Sommaire
- Annulation de la procédure de passation d’un marché portant sur un produit non commercialisé sur le marché français
- Effet de la saisine du CCRA sur le délai de prescription
- Décompte définitif : Attention aux dérogations au CCAG
- Recours en contestation de la validité d’un marché par un candidat dont l’offre est irrégulière
- Le préjudice résultant de la résiliation d’un accord-cadre sans minimum est éventuel
- L’administration doit notifier le marché de substitution au titulaire défaillant, même dans le silence du contrat.
- Annulation de la procédure de passation d’un marché de conception réalisation en l’absence de clause relative à la part d’exécution du marché confiée à des PME
- Marché public de travaux : L’offre de l’attributaire ne disposant pas en propre d’une certification exigée est irrégulière
- La signature du marché alors qu’un référé précontractuel a été notifié entraine une (petite) sanction pécuniaire
- Exclusion d’une société de la procédure de passation d’un marché pour entente
- L’offre de l’attributaire ne disposant pas d’une certification ou d’un équivalent est irrégulière

Marché Public : Revue de jurisprudence de janvier 2025
Retrouvez les principales décisions rendues au cours du mois de janvier 2025 en matière de marché public.
Le Cabinet NOVLAW Avocats (Laurent Bidault) accompagne ses clients de façon transversale en droit immobilier et en droit public
Annulation de la procédure de passation d’un marché portant sur un produit non commercialisé sur le marché français
Dans cette affaire, la société requérante a fait valoir que le pouvoir adjudicateur a manqué à ses obligations de publicité et de mise en concurrence en violant le principe d’égalité de traitement des candidats dans la mesure où il a imposé des exigences relatives à des produits inexistants sur le marché.

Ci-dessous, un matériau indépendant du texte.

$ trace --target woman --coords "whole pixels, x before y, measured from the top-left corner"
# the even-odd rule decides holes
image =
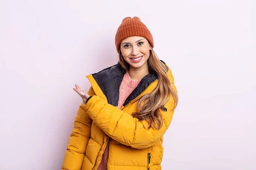
[[[124,19],[115,39],[117,65],[89,75],[63,170],[160,170],[163,135],[178,97],[169,67],[153,51],[137,17]]]

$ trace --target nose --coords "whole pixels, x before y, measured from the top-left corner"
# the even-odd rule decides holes
[[[131,55],[133,56],[137,56],[139,54],[139,49],[136,46],[133,46],[131,51]]]

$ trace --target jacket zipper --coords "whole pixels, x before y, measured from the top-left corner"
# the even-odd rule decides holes
[[[150,159],[151,155],[150,153],[148,153],[148,170],[150,170]]]
[[[108,142],[109,142],[109,146],[108,147],[108,162],[107,163],[107,170],[108,170],[108,160],[109,160],[109,153],[110,153],[110,143],[111,142],[111,138],[109,138],[109,141]]]

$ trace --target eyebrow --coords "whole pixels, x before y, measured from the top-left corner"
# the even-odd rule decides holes
[[[136,41],[135,42],[137,42],[140,41],[141,41],[142,40],[144,40],[144,39],[140,39],[140,40],[138,40],[138,41]],[[123,42],[122,44],[130,44],[130,42]]]

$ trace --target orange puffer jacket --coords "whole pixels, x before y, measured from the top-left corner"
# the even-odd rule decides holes
[[[177,91],[170,68],[166,65]],[[163,135],[172,118],[173,98],[161,110],[162,128],[148,128],[146,121],[131,114],[137,111],[138,99],[157,87],[158,76],[145,76],[119,109],[119,87],[125,73],[118,64],[87,76],[91,85],[88,94],[92,97],[79,108],[62,170],[97,170],[109,140],[108,170],[161,170]]]

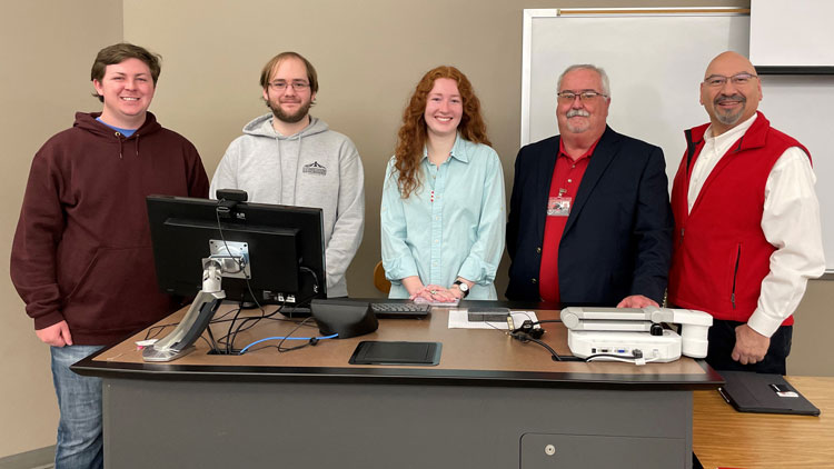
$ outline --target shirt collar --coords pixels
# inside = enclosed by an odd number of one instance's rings
[[[718,137],[713,137],[713,124],[711,123],[709,127],[707,127],[706,131],[704,132],[704,140],[712,140],[716,147],[721,147],[725,143],[733,143],[734,141],[738,140],[738,138],[741,138],[747,131],[747,129],[749,129],[753,126],[753,122],[756,120],[757,116],[758,113],[754,113],[753,116],[749,117],[749,119],[727,130],[726,132],[722,133]]]
[[[460,133],[458,132],[457,136],[455,136],[455,144],[451,146],[451,152],[449,153],[451,158],[468,163],[469,162],[469,156],[467,154],[467,141],[463,137],[460,137]],[[423,147],[423,159],[428,160],[428,147]]]

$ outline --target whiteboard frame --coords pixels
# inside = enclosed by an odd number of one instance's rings
[[[530,67],[533,54],[533,20],[559,17],[665,17],[665,16],[749,16],[749,9],[715,8],[530,8],[524,10],[522,29],[522,147],[530,143]]]

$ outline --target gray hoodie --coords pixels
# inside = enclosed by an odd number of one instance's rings
[[[244,127],[226,150],[209,194],[240,189],[249,201],[320,208],[325,224],[328,297],[347,296],[345,272],[359,249],[365,224],[365,174],[354,142],[310,117],[310,124],[285,137],[272,114]]]

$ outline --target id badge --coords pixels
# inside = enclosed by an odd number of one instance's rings
[[[547,199],[548,217],[567,217],[570,214],[570,201],[573,197],[550,197]]]

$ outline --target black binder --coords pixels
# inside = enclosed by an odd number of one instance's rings
[[[820,415],[820,409],[780,375],[718,372],[726,381],[718,393],[739,412]]]

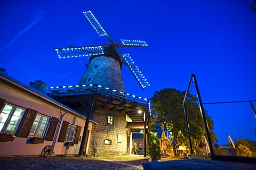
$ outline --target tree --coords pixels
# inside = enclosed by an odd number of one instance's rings
[[[234,144],[236,148],[238,148],[239,145],[244,146],[252,152],[256,152],[256,142],[242,138],[241,139],[236,139]]]
[[[151,156],[152,159],[160,159],[161,158],[161,150],[159,140],[157,138],[157,133],[150,132],[150,139],[148,145],[148,154]]]
[[[239,154],[241,156],[248,157],[252,156],[252,152],[246,146],[239,144],[237,149],[238,149]]]
[[[153,115],[164,130],[168,130],[172,133],[172,148],[174,155],[177,155],[177,149],[179,146],[185,144],[189,147],[188,132],[185,117],[182,109],[182,102],[186,91],[180,91],[175,89],[165,88],[159,91],[155,91],[150,98],[152,101]],[[186,101],[186,109],[189,122],[190,132],[193,149],[199,148],[199,143],[202,141],[205,132],[204,124],[196,104],[197,99],[194,95],[188,95]],[[207,115],[209,130],[213,129],[213,122],[211,118]],[[211,132],[213,142],[217,141],[217,137]]]

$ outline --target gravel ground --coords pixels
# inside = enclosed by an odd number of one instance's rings
[[[129,161],[85,156],[0,157],[0,169],[143,169],[143,157],[133,160],[124,157]]]

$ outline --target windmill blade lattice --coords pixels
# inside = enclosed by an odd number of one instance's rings
[[[103,29],[102,27],[101,27],[100,23],[98,21],[97,19],[95,18],[91,11],[84,12],[84,14],[86,16],[89,22],[95,29],[96,31],[97,31],[98,33],[99,33],[100,36],[107,36],[108,34]]]
[[[127,65],[129,70],[132,72],[132,74],[137,80],[138,82],[140,84],[140,86],[144,89],[145,87],[149,86],[150,84],[145,77],[141,73],[140,70],[138,69],[138,66],[134,65],[134,62],[130,56],[129,54],[123,54],[123,58],[124,59],[126,65]]]
[[[145,41],[130,40],[129,39],[122,39],[122,44],[129,46],[148,46]]]
[[[55,48],[60,58],[84,57],[96,55],[103,54],[102,46],[79,47]]]

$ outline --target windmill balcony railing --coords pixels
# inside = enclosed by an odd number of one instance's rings
[[[49,87],[45,94],[49,96],[54,95],[79,95],[90,93],[95,93],[101,96],[112,98],[121,101],[137,103],[148,105],[149,100],[145,98],[131,95],[123,91],[113,89],[98,84],[69,85],[57,87]]]

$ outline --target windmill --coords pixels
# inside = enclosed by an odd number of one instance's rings
[[[125,64],[143,89],[149,86],[148,82],[135,65],[129,54],[122,54],[119,50],[119,48],[147,47],[145,41],[122,39],[122,45],[118,45],[110,38],[90,11],[84,12],[84,14],[100,36],[107,37],[110,44],[82,47],[70,46],[54,49],[60,58],[91,56],[90,65],[79,81],[78,85],[90,83],[124,91],[121,70],[122,65]]]

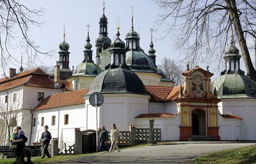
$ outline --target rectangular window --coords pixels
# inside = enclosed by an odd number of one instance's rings
[[[33,118],[33,126],[36,126],[36,118]]]
[[[52,125],[55,125],[55,116],[52,116]]]
[[[43,126],[45,123],[45,117],[41,118],[41,126]]]
[[[68,115],[64,115],[64,125],[68,124]]]
[[[13,93],[13,102],[16,101],[16,93]]]
[[[6,103],[8,102],[8,95],[6,96]]]
[[[38,92],[37,93],[37,101],[42,101],[43,100],[45,93],[44,92]]]

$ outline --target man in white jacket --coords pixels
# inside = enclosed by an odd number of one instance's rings
[[[111,152],[111,151],[115,148],[117,150],[117,152],[120,152],[117,142],[118,137],[124,138],[124,137],[120,134],[119,130],[116,128],[115,123],[112,123],[111,126],[112,130],[110,131],[110,141],[111,141],[111,146],[110,146],[109,152]]]

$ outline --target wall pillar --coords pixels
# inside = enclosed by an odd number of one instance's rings
[[[130,144],[132,145],[136,145],[135,141],[135,128],[136,126],[135,125],[130,125]]]
[[[75,154],[78,155],[82,153],[81,134],[80,128],[75,128]]]
[[[52,156],[57,156],[58,155],[58,138],[53,138],[51,140],[52,144]]]
[[[149,120],[149,138],[147,141],[148,143],[156,144],[156,142],[154,140],[154,119]]]

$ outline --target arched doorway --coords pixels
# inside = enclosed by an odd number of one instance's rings
[[[193,135],[206,135],[206,115],[201,109],[192,111],[192,131]]]

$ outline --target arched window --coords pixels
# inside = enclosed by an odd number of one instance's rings
[[[235,67],[236,67],[236,69],[237,70],[239,70],[239,66],[238,65],[239,63],[238,63],[238,61],[237,61],[236,62],[235,62]]]
[[[17,126],[17,121],[16,121],[16,118],[14,117],[12,117],[11,118],[10,126],[11,127],[16,127]]]
[[[227,71],[228,71],[228,70],[229,70],[229,61],[228,61],[227,62],[227,68],[226,68],[226,70]]]
[[[131,41],[129,41],[129,49],[131,49]]]
[[[118,54],[116,54],[116,55],[115,56],[115,66],[118,66],[119,64],[119,61],[118,61],[118,59],[119,59]]]
[[[134,48],[136,48],[136,41],[134,41]]]
[[[122,64],[124,64],[124,54],[121,54],[120,63],[121,63]]]
[[[230,62],[230,64],[231,64],[231,71],[234,71],[234,61],[232,60],[231,61],[231,62]]]
[[[114,63],[114,54],[111,55],[110,60],[110,63],[112,64]]]

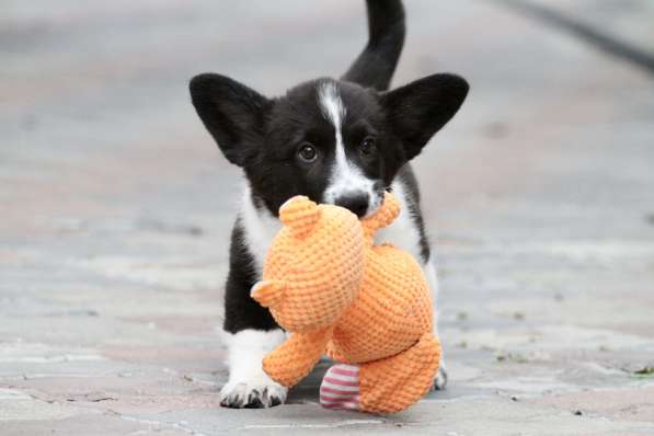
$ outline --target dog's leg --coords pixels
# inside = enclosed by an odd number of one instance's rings
[[[220,391],[226,408],[269,408],[286,400],[287,389],[263,371],[263,357],[285,340],[271,312],[250,296],[260,280],[254,259],[237,221],[231,237],[230,267],[225,289],[225,343],[229,381]]]
[[[226,332],[227,333],[227,332]],[[227,333],[229,381],[220,390],[220,405],[233,409],[261,409],[286,401],[287,389],[264,371],[266,354],[284,342],[280,329],[245,329]]]
[[[434,267],[434,253],[432,252],[431,259],[423,265],[423,272],[425,273],[425,277],[427,278],[427,284],[429,285],[429,289],[432,289],[432,298],[434,299],[434,305],[436,306],[436,310],[434,312],[434,335],[438,339],[438,277],[436,277],[436,268]],[[443,342],[440,343],[443,347]],[[447,366],[445,364],[445,352],[441,352],[440,355],[440,365],[438,366],[438,375],[434,380],[434,389],[435,390],[443,390],[447,385]]]

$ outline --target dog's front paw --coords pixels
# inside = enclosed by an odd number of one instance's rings
[[[445,389],[446,385],[447,385],[447,369],[445,369],[444,365],[440,365],[438,367],[438,374],[436,375],[436,378],[434,379],[434,390],[441,391]]]
[[[220,405],[231,409],[264,409],[283,404],[288,389],[273,380],[229,381],[220,390]]]

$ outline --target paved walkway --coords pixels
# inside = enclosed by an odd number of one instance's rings
[[[219,408],[241,182],[186,91],[337,74],[363,2],[3,5],[0,434],[654,434],[654,78],[515,3],[409,4],[395,83],[472,92],[416,165],[450,385],[386,418]],[[653,46],[646,0],[540,4]]]

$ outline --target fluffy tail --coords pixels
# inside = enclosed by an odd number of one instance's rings
[[[404,45],[404,8],[401,0],[366,0],[366,4],[368,45],[343,80],[386,91]]]

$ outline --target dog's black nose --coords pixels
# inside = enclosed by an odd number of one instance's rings
[[[368,210],[368,202],[370,196],[365,192],[347,193],[336,197],[334,204],[336,206],[349,209],[353,214],[356,214],[359,218],[366,215]]]

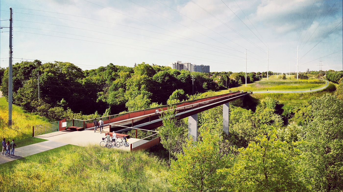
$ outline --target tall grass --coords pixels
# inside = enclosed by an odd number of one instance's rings
[[[312,97],[320,97],[327,93],[331,93],[336,90],[334,85],[329,83],[324,90],[309,93],[259,93],[252,94],[253,97],[258,99],[264,99],[267,97],[271,97],[280,101],[308,100]]]
[[[48,122],[37,115],[25,113],[13,105],[12,126],[8,127],[8,103],[4,97],[0,98],[0,138],[17,140],[32,136],[32,125]]]
[[[166,191],[167,167],[144,152],[67,145],[0,165],[9,192]]]
[[[253,83],[240,85],[229,89],[231,91],[296,91],[314,89],[323,86],[326,82],[322,80],[262,80]],[[227,90],[216,92],[218,94],[227,93]]]

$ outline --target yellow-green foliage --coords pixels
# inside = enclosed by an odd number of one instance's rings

La société en question n’avait en conséquence pas précisé, aux termes de son offre, de prix concernant ces produits, de sorte que l’acheteur a rejeté son offre au motif qu’elle était incomplète.
L’attributaire avait pour sa part proposé des prix pour des produits de substitution, sans pour autant que son offre soit considérée comme étant incomplète.
Partant, au regard des éléments produits, le juge des référés considère que les produits en cause ne sont pas disponibles sur le marché français, pour en déduire que c’est à tort que le pouvoir adjudicateur a rejeté l’offre de la requérante comme irrégulière au motif qu’elle ne précisait pas de prix unitaires pour ces fluides.
Effet de la saisine du CCRA sur le délai de prescription
Il résulte de la combinaison de l’article 2224 du Code civil et des dispositions du code des marchés publics alors applicables que la demande d’avis adressée au comité consultatif national de règlement amiable (CCRA) interrompt le délai de prescription jusqu’à la date à laquelle ce comité rend son avis.
Dans cette affaire, une société avait saisi le CCRA d’une demande d’avis portant sur une demande de décharge des pénalités et de paiement des prestations et travaux supplémentaires de sorte que cette saisine du comité a interrompu le délai de prescription quinquennale jusqu’à la date à laquelle le comité a rendu son avis.
L’interruption de ce délai vaut aussi pour l’administration dont le délai pour récupérer les créances relatives à ces pénalités est interrompu.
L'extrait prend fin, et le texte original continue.